Inicialmente a sensação é que autora quer falar sobre a história da estética e mostrar todos os problemas que dizem respeito a essa busca incessante pelo corpo perfeito, pelo rosto perfeito e pela vida perfeita de influenciadoras que as pessoas encontram nas redes e almejam pra si mesmas a ponto de, em muitos casos, se tornar uma verdadeira obsessão. Isso acaba desencadeando comparações absurdas onde vai aparecer gente que se sinta inferior por não corresponder àquela imagem e tendo problemas seríssimos de autoestima, ou se sentindo pressionada a ser igual a quem acompanha. O livro inclusive lembra do caso em que várias pessoas entraram num desafio descabido de fazerem pressão com a boca num copo pra ficarem com os lábios enormes de tão inchados, porque essa imagem da boca grande e carnuda é a mais bonita, é a mais atrativa, é o que está na moda. A autora não só dá exemplos reais, como também procura na ciência explicações para esses fenômenos comportamentais em que várias pessoas começam a fazer coisas que naturalmente não fariam, se não fossem a influência de outra pessoa.
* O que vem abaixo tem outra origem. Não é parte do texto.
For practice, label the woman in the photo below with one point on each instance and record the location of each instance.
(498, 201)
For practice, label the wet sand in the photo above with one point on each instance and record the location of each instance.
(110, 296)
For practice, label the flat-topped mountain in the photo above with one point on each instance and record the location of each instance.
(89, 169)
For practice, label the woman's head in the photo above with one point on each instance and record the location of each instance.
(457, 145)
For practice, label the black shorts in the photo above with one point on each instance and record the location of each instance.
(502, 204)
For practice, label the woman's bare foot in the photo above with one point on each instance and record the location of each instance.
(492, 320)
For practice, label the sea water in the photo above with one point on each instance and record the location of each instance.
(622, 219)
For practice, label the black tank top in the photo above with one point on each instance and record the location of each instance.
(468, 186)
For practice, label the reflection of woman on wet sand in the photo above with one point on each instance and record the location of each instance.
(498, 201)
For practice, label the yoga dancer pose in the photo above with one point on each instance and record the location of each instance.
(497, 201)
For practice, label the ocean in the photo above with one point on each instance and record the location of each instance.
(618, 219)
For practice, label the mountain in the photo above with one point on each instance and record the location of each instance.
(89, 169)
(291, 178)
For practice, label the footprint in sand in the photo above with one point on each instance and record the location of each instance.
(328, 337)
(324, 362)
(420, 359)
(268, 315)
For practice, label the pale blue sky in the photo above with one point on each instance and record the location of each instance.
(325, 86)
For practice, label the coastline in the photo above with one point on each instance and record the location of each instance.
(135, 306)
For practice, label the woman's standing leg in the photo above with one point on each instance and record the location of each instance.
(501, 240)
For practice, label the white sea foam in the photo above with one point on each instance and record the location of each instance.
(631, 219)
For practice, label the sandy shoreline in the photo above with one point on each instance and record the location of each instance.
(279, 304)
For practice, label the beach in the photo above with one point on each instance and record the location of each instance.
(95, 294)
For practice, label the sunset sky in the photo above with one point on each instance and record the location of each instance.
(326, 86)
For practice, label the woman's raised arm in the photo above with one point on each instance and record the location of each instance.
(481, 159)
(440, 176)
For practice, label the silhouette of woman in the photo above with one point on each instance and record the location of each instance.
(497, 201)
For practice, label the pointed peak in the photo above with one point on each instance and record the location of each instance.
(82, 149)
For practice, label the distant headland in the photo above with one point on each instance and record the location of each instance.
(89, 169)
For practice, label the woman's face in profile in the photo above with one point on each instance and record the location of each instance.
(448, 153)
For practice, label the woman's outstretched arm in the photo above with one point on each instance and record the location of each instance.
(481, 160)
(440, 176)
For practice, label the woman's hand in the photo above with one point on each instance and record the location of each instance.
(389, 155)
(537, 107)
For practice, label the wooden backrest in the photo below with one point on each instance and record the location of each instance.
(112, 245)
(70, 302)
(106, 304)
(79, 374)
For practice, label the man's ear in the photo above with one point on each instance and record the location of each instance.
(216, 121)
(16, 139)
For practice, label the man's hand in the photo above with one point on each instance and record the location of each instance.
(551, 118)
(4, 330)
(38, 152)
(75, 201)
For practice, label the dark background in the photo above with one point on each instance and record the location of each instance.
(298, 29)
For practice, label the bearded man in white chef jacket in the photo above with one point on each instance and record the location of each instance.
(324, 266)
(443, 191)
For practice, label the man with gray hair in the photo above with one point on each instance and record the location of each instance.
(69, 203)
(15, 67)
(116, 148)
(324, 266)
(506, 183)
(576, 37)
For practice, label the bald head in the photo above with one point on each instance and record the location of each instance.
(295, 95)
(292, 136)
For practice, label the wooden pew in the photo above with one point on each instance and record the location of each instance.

Ao final, os pontos abordados pela autora e que trazem diversas reflexões sobre essa questão da imagem são um meio de se chegar a mensagem que captei ao ler o livro, que fala da pressão social a que muitas pessoas estão submetidas, das mudanças de padrões que nem sempre são necessárias, da aceitação e autoestima que são os principais fatores submetidos a esses conteúdos, o contraste do que é mostrado nas imagens e o que fica nos bastidores, e principalmente da saúde mental fragilizada por vivermos numa era digital com informações vindas de pessoas que simplesmente definiram o que é beleza e saem por aí impondo e influenciando os outros sem ter a menor ideia das consequências que isso causa. Por mais que determinadas postagens tenham a intenção de mostrar um lado real (ou imperfeito) do que quer que seja, ela não deixa de fazer parte de uma performance consumível que continua alimentando a indústria de anúncios (engordando cada vez mais os bolsos da burguesia) e mantendo as pessoas cada vez mais dependentes de redes sociais e telas em geral.
No mais, acho que o título do livro serviu muito bem, pois ele vai se referir a necessidade que todos deveriam ter de olhar no espelho, em introspecção, pra descobrirmos quem somos na realidade, em vez de olhar e procurar no outro.